Saturday, November 14, 2015

Plinking


I just wrote a piece about plinking.

Almost every person I've talked to about their experiences in the Old Sanctuary tells me about plinking.

Many Reform congregations sold seats for the High Holidays during the 19th century to make money.  Some auctioned them off.  Lots of Protestant congregations did too.  The practice fell out of fashion in the 20th century.  Though I still remember my parents having assigned seats during the High Holiday services in the 1950s and 1960s.  The whole ushering thing.  Where the men congregation leaders would take the family tickets, the wife would take their arm, the husband and children trailing behind and show them to their seats.

Anyway, when they built the Old Sanctuary, Nathan Eckstein oversaw the selling of the seats.  The treasury was just about empty (or worse) by the time the building was done.  And the selling of the seats refilled the treasury.

Initially there were metal card holders on top of the seats displaying the 'owners' of those seats.  Eventually they discontinued that practice.

But the metal card holders remained on the back of the seats.

The children of the congregation soon realized that, if you snapped the card holder with your finger, it made a very satisfying plinking noise.

Plink, plink, plink.  For years, the kids plinked the card holders before and after services.  The more adventurous plinked during the service.  Sometimes they got in trouble, sometimes not.  But they loved that little noise.  The younger children watched the older kids plink those holders.  They wanted to do it too.  And they did.

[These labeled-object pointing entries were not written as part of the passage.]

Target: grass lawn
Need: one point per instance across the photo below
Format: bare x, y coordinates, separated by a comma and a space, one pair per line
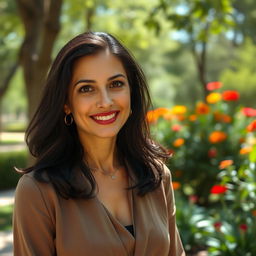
6, 217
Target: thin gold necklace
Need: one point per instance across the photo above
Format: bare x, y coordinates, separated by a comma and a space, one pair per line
112, 175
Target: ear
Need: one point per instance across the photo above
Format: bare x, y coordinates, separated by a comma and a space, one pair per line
67, 109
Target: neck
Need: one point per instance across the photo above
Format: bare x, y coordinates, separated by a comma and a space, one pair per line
101, 153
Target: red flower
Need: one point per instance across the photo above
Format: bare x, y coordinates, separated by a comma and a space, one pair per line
213, 86
249, 112
217, 225
176, 127
170, 152
225, 163
230, 95
243, 227
218, 189
193, 199
212, 152
252, 126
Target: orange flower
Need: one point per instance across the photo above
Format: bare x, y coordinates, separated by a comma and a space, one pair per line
222, 117
192, 118
242, 140
217, 137
175, 185
243, 227
213, 86
213, 98
152, 116
230, 95
212, 152
202, 108
178, 142
176, 127
245, 150
168, 115
178, 173
225, 163
179, 110
252, 126
249, 112
218, 189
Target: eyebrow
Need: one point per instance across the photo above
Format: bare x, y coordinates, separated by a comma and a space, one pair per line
93, 81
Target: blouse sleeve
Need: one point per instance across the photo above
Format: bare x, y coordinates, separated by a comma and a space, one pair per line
176, 248
33, 228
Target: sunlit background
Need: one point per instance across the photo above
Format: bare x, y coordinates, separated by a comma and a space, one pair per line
183, 46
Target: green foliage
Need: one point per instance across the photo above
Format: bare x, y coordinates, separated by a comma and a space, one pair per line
199, 138
237, 225
241, 74
15, 102
8, 160
6, 217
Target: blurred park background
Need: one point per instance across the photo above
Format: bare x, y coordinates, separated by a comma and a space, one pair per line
199, 58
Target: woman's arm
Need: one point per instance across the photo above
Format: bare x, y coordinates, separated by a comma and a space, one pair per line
176, 248
33, 226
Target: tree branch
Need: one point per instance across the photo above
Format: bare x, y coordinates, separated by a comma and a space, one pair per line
6, 82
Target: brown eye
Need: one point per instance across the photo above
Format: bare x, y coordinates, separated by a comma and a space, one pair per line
117, 84
85, 88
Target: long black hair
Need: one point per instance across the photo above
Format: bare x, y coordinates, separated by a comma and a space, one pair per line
56, 147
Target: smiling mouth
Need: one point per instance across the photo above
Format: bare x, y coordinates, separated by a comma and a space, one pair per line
105, 118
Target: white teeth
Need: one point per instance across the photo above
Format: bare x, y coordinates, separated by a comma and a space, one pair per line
104, 118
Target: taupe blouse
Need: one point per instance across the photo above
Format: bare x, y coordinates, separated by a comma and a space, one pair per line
46, 224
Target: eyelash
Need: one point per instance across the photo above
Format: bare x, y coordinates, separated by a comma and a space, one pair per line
89, 88
120, 84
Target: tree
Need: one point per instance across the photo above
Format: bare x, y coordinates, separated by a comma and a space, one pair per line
198, 20
41, 20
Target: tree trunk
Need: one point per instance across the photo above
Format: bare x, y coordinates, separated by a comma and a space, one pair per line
41, 24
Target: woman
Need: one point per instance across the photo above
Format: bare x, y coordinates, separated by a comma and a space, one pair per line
98, 185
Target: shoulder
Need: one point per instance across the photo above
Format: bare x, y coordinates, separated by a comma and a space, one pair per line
30, 190
165, 172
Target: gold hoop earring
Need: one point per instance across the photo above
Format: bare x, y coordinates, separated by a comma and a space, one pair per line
68, 119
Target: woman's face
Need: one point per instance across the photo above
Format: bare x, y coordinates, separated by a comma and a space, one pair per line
99, 96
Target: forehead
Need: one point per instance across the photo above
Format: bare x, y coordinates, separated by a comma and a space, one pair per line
102, 64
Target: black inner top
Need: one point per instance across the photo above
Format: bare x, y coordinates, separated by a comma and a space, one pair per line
130, 229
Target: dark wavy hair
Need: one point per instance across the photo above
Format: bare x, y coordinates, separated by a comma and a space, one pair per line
56, 147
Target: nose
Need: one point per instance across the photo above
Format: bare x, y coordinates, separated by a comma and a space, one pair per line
104, 100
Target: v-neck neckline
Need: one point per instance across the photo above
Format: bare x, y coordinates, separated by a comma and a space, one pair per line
131, 205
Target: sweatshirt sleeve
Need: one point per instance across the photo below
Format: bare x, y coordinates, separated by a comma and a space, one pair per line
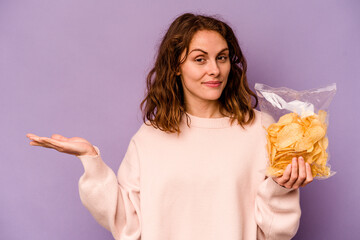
114, 201
277, 211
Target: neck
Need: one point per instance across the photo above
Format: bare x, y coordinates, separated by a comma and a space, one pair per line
205, 111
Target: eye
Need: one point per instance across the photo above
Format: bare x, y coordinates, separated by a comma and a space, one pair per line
200, 60
223, 58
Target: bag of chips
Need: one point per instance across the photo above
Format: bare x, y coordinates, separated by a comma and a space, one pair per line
296, 124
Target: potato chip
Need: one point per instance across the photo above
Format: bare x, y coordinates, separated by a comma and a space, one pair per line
295, 136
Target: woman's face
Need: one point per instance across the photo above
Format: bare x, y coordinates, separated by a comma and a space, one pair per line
207, 61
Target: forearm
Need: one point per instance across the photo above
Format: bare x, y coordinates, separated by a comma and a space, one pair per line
277, 211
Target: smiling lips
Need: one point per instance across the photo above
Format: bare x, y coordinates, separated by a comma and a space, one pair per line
212, 83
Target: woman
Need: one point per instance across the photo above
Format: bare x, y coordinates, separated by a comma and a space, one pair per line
195, 168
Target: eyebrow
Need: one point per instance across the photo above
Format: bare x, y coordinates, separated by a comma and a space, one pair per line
198, 49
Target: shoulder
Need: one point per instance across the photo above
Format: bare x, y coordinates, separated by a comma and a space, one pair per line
265, 118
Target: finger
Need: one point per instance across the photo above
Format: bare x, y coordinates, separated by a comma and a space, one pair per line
30, 135
309, 177
50, 143
286, 175
302, 173
294, 174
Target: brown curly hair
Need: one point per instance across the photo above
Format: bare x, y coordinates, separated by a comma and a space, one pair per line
164, 100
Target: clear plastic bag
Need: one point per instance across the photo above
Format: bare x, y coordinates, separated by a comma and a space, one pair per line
296, 123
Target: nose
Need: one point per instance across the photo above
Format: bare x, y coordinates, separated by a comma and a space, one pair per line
213, 68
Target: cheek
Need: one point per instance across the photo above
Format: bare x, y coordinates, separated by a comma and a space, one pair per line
192, 73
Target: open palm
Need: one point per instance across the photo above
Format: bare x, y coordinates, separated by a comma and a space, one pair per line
76, 146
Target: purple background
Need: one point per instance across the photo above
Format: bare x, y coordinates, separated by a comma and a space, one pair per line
78, 68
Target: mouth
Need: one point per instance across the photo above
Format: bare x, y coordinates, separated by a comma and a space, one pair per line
212, 83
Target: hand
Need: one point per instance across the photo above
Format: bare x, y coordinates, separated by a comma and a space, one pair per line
76, 146
297, 174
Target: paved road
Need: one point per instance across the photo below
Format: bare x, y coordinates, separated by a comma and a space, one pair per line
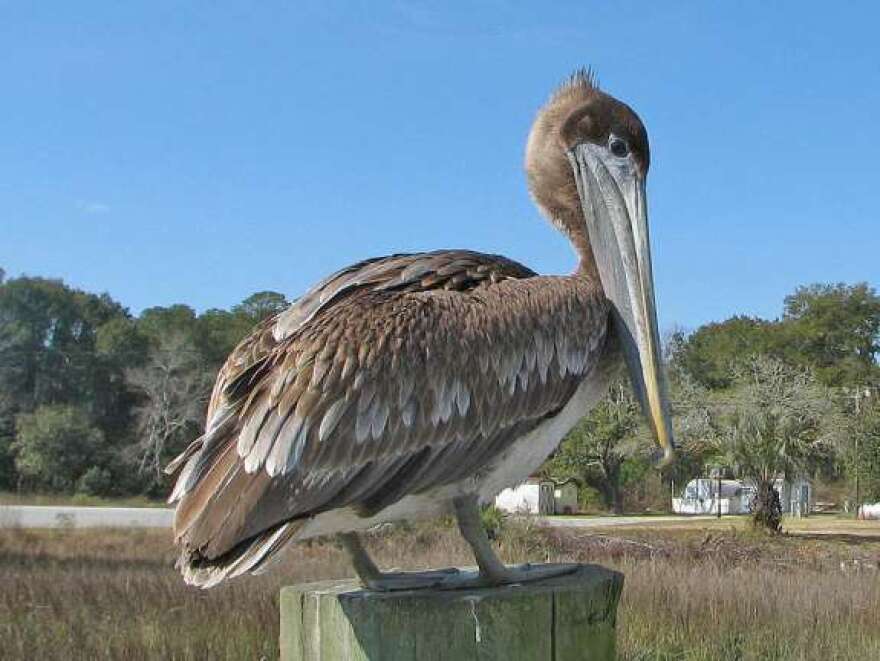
31, 516
613, 521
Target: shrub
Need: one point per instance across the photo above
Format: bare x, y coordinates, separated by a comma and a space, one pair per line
55, 446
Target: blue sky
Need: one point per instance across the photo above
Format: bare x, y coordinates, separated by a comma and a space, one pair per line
197, 152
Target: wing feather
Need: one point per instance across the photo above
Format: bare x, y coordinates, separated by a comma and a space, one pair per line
390, 377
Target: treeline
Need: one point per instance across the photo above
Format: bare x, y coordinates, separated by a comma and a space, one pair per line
94, 400
754, 399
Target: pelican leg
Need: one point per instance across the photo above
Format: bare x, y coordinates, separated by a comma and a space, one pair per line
371, 577
492, 570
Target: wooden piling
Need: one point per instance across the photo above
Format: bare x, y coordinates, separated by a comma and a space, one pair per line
559, 619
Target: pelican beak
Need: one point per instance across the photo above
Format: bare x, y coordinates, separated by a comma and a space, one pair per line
614, 203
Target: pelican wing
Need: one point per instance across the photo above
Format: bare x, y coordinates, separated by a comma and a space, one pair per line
389, 378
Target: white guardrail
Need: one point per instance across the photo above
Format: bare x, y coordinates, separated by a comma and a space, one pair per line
33, 516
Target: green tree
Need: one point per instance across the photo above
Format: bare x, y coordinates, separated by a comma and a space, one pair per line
55, 446
594, 451
835, 330
219, 332
711, 354
261, 305
857, 435
174, 388
772, 428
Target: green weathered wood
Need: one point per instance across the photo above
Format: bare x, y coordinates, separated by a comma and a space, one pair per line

I don't know what the card holders looked like.  Maybe I will ask somebody to draw one.

1 comment:

Matthew said...

My imagination makes me believe they probably were a red-brass version of these:
http://www.antiquesnavigator.com/ebay/images/2012/251001290386.jpg

So maybe more like this?:
https://img1.etsystatic.com/065/0/8065937/il_570xN.756466585_gjp0.jpg

Or this would be easier to plink:
http://i.ebayimg.com/00/s/MTAyNFgxMDI0/z/f34AAOSwAHZURA-c/$_35.JPG

But there are a lot of other ways to hold a card like this:
https://img0.etsystatic.com/061/0/8811959/il_570xN.792967632_qnio.jpg

Or this:
http://ecx.images-amazon.com/images/I/41facnU95LL._SX300_.jpg

Or even something like this (though I think it is very unlikely):
http://bios.weddingbee.com/pics/34159/card_holder.jpg

It would be great to have picture of the Old Sanctuary back in these times to see for ourselves, though!